By Steve Smith - Staff Writer
Vernon - posted Fri., Aug. 5, 2011
Contributed
Rachael Blais had this banner made to publicly thank the visiting nurses who helped her recovery. Photo courtesy of Visiting Nurse & Health Services of Connecticut, Inc. - Contributed Photo

When Rachael Blais began experiencing back pain, it took a while before she was diagnosed with a problem that was actually in her shin. After receiving treatment for that and other issues, Blais was sent home, but still had trouble walking and performing daily tasks.
“When I came back from the hospital, I was a mess – I couldn't move,” she said. “I had them [the staff at the Visiting Nurse & Health Services] come in. They helped me out so much. Everything they do is so calm and gentle.”

Blais said nurse Jean-Marie Shirshac checked the routine – like blood pressure and heart rate – but more importantly, answered her questions. “She would help me out with anything,” Blais said. “When I had questions, she always answered them and gave me suggestions.”

Physical therapist Karen Tullson helped Blais become more and more ambulatory, and even suggested a way of pointing her toes while walking that helped correct Blais's leg pain.

Blais said that during her rehabilitation, occupational therapist Olivia Bartholomew gave her many tips on how to perform tasks, such as how to prepare dinner while using a walker to get around. “Everything they do seems like common sense, but you are not able to think of it [at the time],” Blais said.

As Blais became healthier, and no longer needed visiting care, she felt like she had to do something to thank her helpers. She had offered them several small gifts, which they are not allowed to accept. Moved to thank them publicly, Blais ordered a large banner through a website, which reads “Visiting Nurses are God's Angels,” and hung it on the front porch of her Hillcrest Drive home.
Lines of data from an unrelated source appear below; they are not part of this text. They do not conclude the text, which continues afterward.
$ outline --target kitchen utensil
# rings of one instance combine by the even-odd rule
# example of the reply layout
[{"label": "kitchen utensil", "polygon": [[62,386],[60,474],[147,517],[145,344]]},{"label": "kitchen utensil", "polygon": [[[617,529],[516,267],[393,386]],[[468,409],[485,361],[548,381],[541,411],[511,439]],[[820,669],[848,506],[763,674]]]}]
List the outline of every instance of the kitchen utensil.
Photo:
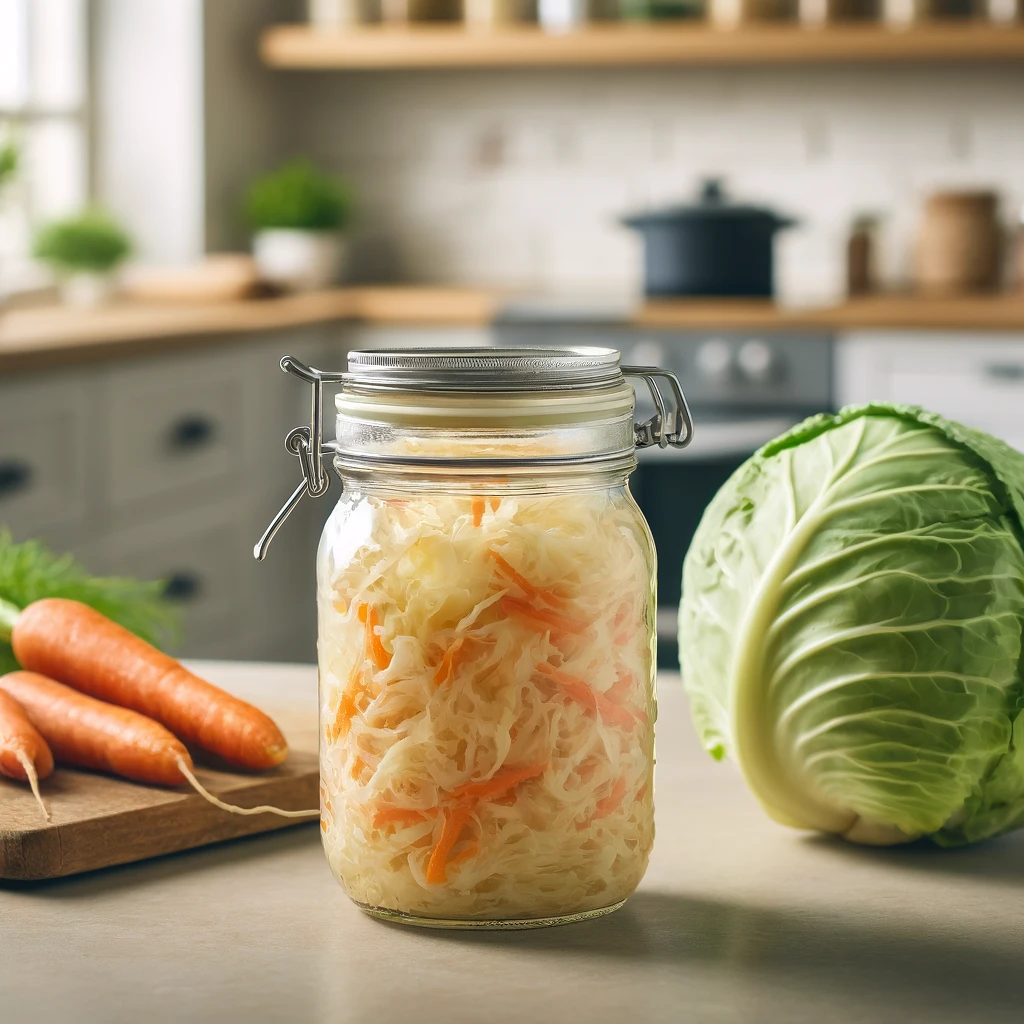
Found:
[{"label": "kitchen utensil", "polygon": [[244,254],[207,256],[190,267],[140,267],[124,275],[124,290],[150,302],[225,302],[245,298],[256,286],[256,264]]},{"label": "kitchen utensil", "polygon": [[1021,20],[1021,0],[982,0],[984,16],[995,25],[1014,25]]},{"label": "kitchen utensil", "polygon": [[878,284],[878,218],[862,214],[854,218],[846,243],[846,292],[867,295]]},{"label": "kitchen utensil", "polygon": [[[215,670],[209,674],[216,678]],[[256,699],[287,736],[288,760],[258,775],[207,768],[196,774],[211,793],[229,803],[316,807],[316,707],[289,699],[287,691],[275,692],[279,696],[268,701],[261,689]],[[239,696],[253,695],[240,691]],[[19,881],[75,875],[316,820],[228,814],[187,787],[160,789],[58,768],[43,783],[43,798],[53,815],[47,823],[27,788],[0,778],[0,789],[0,878]]]},{"label": "kitchen utensil", "polygon": [[797,19],[807,28],[876,15],[872,0],[797,0]]},{"label": "kitchen utensil", "polygon": [[775,233],[796,221],[730,203],[721,182],[709,179],[697,203],[635,213],[622,223],[643,238],[647,295],[766,297]]},{"label": "kitchen utensil", "polygon": [[708,20],[718,28],[736,28],[751,21],[785,21],[796,12],[797,0],[707,0]]},{"label": "kitchen utensil", "polygon": [[999,284],[1001,229],[991,191],[937,192],[925,203],[914,252],[914,283],[958,294]]},{"label": "kitchen utensil", "polygon": [[571,32],[585,24],[588,0],[537,0],[537,21],[545,32]]}]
“It's staying up there until the first snow,” she said. “I couldn't think of anything more I could do.” Blais added that she has observed several neighbors noticing the sign. “I tell them I had visiting nurses because I was sick, and they're angels,” Blais said.

“We couldn't believe it when she did that,” said Pat Callahan, community coordinator for VNHSC.

Vice-President of Clinical Services Rosemary Harding said Blais had sent a letter, thanking VNHSC, and informing them of the banner. “I've worked here 20 years, and I've never seen anyone put a banner up in front of their house, thanking us,” Harding said. She added that despite the nice surprise, that level of care is indicative of the visiting nurses' expanding role in the healthcare field, especially with older patients.

“People are living longer, and staying home more,” Harding said. “They are using home care services more, to help them stay in their homes.” Harding added that part of the increase in home care is because nursing homes are more expensive, and also harder to get into, due to changes in Medicare and Title 19 qualifications. Also, hospital stays are getting shorter, and patients are coming home while still requiring some management, she said.

Visiting nurses are providing more services like rehabilitation, which Harding said are more beneficial when performed in their homes. “They tend to do better,” she said. “A lot of people have to go to a rehab facility, which are generally attached to nursing homes. There's a certain level of depression from the fear of having to stay there. But, once you get them home – in familiar surroundings, and around family – we see a lot of nice progress. Also, hospitals are where you can pick up a lot of additional infections that you are not going to get in your own environment.”

People are also living longer with chronic conditions, such as cardiac or breathing problems, and are able to be cared for through advances like tele-health programs, which allow nurses to remotely monitor and communicate with patients with medical telemetry over the Internet. “People who've had a serious heart attack or bypass surgery can come home, and we can monitor them,” Harding said. “There's a camera in the patient's home, and one in the nurse's office. There is a special stethoscope that the patient puts on their heart – we have a chart that shows them how to place it. The nurse can listen to heart and lung sounds. We can see if the patient is starting to go into heart failure again, and get their medications adjusted.”

Harding said the VHNSC has added about 15 nurses over the past year. “Home care in general is growing, as people realize that there are ways to stay home – more supports for them,” she said.